Now that you understand pipes and redirects you can do a fair deal more with your shell, combining commands using pipes as filters for output should improve your efficiency a fair degree. However there is one more operator that you can use which can prove fairly useful in writing Unix command lines, and this is the back-tick operators, which allow you to embed the results of another command inside a current one. It sounds fairly confusing but this example should clear things up.

In the description below you will encounter a character called a backtick. This character looks like this ‘ or in the font used for examples this `. It is entered by pressing the key which is above tab and to the left of the ‘1’ key. You don’t need to press shift or control, just the key.

Now let’s assume that you wanted to see the long ls (“ls -l”) information about the command ftp. Normally you’d need to run “which ftp” and then, remembering the output of that command, run “ls -l” followed by the location. Using back-ticks you can make this easier:

% ls -l `which ftp`

This starts by running the command in the back-ticks (“which ftp”). This gives the result “/usr/bin/ftp”, and the shell then runs “ls -l /usr/bin/ftp”, then prints the result of that to your console.

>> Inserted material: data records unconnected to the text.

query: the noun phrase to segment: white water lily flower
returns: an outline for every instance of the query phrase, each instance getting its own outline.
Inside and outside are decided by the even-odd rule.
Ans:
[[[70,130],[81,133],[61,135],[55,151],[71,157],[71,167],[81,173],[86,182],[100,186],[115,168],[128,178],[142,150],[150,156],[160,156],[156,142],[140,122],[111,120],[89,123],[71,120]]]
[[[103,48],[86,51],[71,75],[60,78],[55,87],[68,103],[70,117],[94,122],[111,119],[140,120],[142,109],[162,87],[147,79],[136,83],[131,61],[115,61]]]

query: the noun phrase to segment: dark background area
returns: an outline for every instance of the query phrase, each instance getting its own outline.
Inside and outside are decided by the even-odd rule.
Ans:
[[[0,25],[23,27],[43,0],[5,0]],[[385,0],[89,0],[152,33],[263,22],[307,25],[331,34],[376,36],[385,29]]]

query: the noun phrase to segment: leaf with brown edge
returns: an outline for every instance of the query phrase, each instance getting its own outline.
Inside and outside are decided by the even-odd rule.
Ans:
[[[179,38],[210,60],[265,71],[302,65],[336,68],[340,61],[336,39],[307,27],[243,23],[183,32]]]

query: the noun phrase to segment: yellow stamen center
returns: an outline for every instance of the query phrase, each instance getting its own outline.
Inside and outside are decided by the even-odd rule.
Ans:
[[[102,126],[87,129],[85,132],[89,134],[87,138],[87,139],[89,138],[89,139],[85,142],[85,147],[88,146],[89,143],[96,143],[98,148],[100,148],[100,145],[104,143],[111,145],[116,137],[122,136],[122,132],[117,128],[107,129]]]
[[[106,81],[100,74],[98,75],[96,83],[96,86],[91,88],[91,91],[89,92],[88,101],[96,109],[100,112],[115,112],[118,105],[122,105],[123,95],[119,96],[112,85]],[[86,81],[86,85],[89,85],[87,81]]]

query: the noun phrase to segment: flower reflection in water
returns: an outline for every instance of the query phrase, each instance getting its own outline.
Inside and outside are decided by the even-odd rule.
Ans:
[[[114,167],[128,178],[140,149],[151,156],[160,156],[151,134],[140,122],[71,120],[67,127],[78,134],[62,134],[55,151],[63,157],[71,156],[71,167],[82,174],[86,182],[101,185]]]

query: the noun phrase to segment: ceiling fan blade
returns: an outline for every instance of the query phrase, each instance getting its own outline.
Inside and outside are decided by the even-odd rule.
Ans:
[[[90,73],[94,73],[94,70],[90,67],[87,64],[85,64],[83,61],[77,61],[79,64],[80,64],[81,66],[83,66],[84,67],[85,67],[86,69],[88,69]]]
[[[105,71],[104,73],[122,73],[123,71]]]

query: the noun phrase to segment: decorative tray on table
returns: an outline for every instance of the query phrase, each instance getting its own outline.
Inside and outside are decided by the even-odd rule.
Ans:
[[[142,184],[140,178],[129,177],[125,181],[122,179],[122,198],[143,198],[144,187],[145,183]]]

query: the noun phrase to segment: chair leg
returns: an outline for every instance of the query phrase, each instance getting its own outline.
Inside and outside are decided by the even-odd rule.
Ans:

Back-ticks are a handy tool in your toolbox for writing Unix commands and can be used inside any command, including aliases. An example showing the many ways to do things would be a single command line to finger the last user who logged onto the system. Now there are two ways of doing this:

% last | head -n 1 | awk '{print $1}' | xargs finger

Which gets the first line from the “last” command and uses awk to print out the first column from it (which is the username, see section 11.1.1 for more information) then passes this to the xargs command (see 11.1.14), which runs finger with that username as its argument.

With the use of backticks you can avoid such logically messy methods and make your command-lines easier to get a mental image of, which makes them easier to write and use:

% finger `last | head -n 1 | awk '{print $1}'`

What this does is run the whole section inside the back-ticks first (which runs last, gets the first line, then gets the first column of the first line with awk) and then the shell runs “finger” followed by that output as its argument, meaning it does the same thing but is more obvious as “finger” is at the start of the line, not the end.